In de buurt van Herinneringscentrum Kamp Westerbork zijn in september 2012 stoffelijke resten gevonden. De resten lagen op een begraafplaats die net ontdekt was. Het gaat om overblijfselen van mensen die daar net na de Tweede Wereldoorlog zijn begraven. Er zijn negen mannen en een vrouw begraven.
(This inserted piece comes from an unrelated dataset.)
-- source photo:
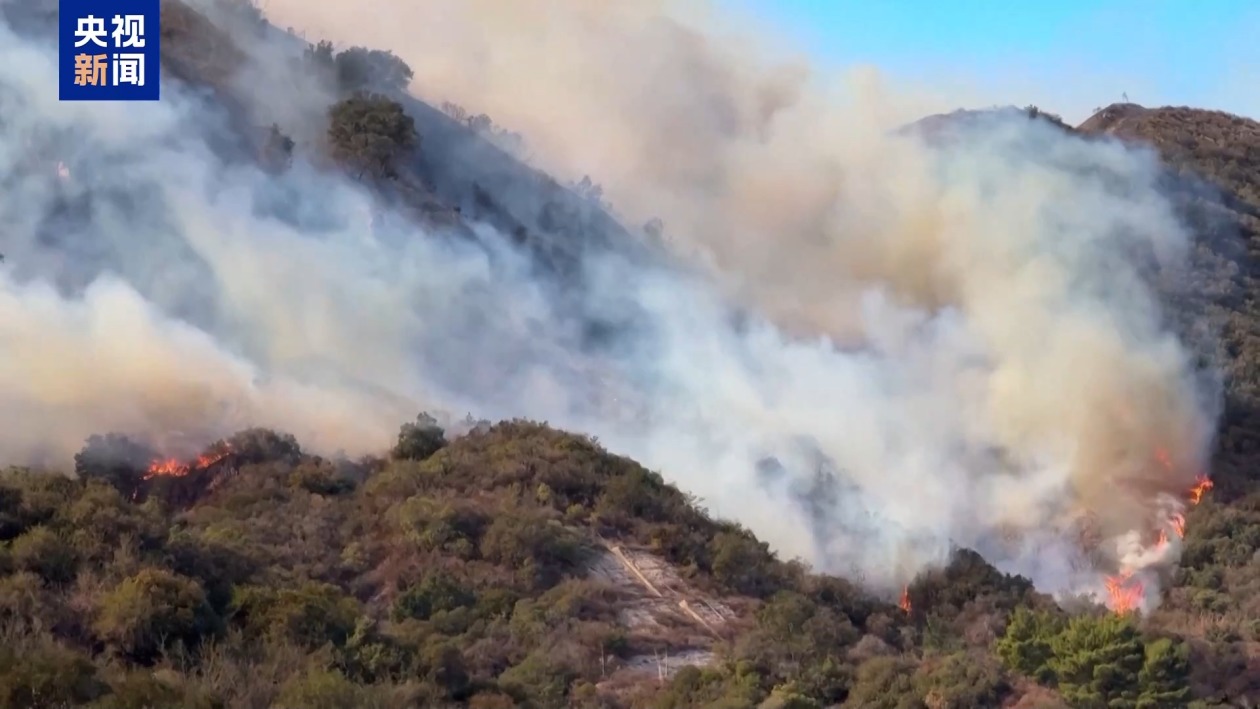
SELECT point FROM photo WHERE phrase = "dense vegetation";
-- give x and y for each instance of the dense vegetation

De Joodse barakken op het kamp werden na de oorlog gebruikt om zogeheten foute Nederlanders op te sluiten. Dat zijn mensen die in de oorlog NSB-er, landwachter of SS-er waren. Een deel van hen heeft het verblijf in Westerbork niet overleefd. Ze zijn tussen 1945 en 1947 anoniem begraven in het bos. Ze stierven een natuurlijke dood.

'Vergeten' begraafplaats

In 1960 werd besloten de graven te ruimen. Of dit ook daadwerkelijk is gebeurd, was lange tijd onduidelijk. Ook de exacte locatie van deze ‘vergeten’ begraafplaats was onbekend. Dankzij de inzet van de Bergings- en Identificatiedienst van de Koninklijke Landmacht (BIDKL) en van onderzoekers van het KLPD werd de plek van de graven vastgesteld.

Negen graven

Rondom het kamp is gezocht naar mogelijke resten van mensen die na de oorlog in het kamp verbleven. Op 20 september werden de eerste stoffelijke restanten van overledenen gevonden. In totaal zijn negen graven ontdekt. Uit het archief blijkt dat er tien graven waren van personen die in de Tweede Wereldoorlog lid waren van de NSB of van de SS. Het lichaam van een vrouw is in het verleden al opgegraven.

Herbegraven

Herinneringscentrum Kamp Westerbork liet weten dat de identificatie en het herbegraven van de stoffelijke resten één of twee jaar in beslag zal nemen. Na identificatie worden de stoffelijke resten elders herbegraven.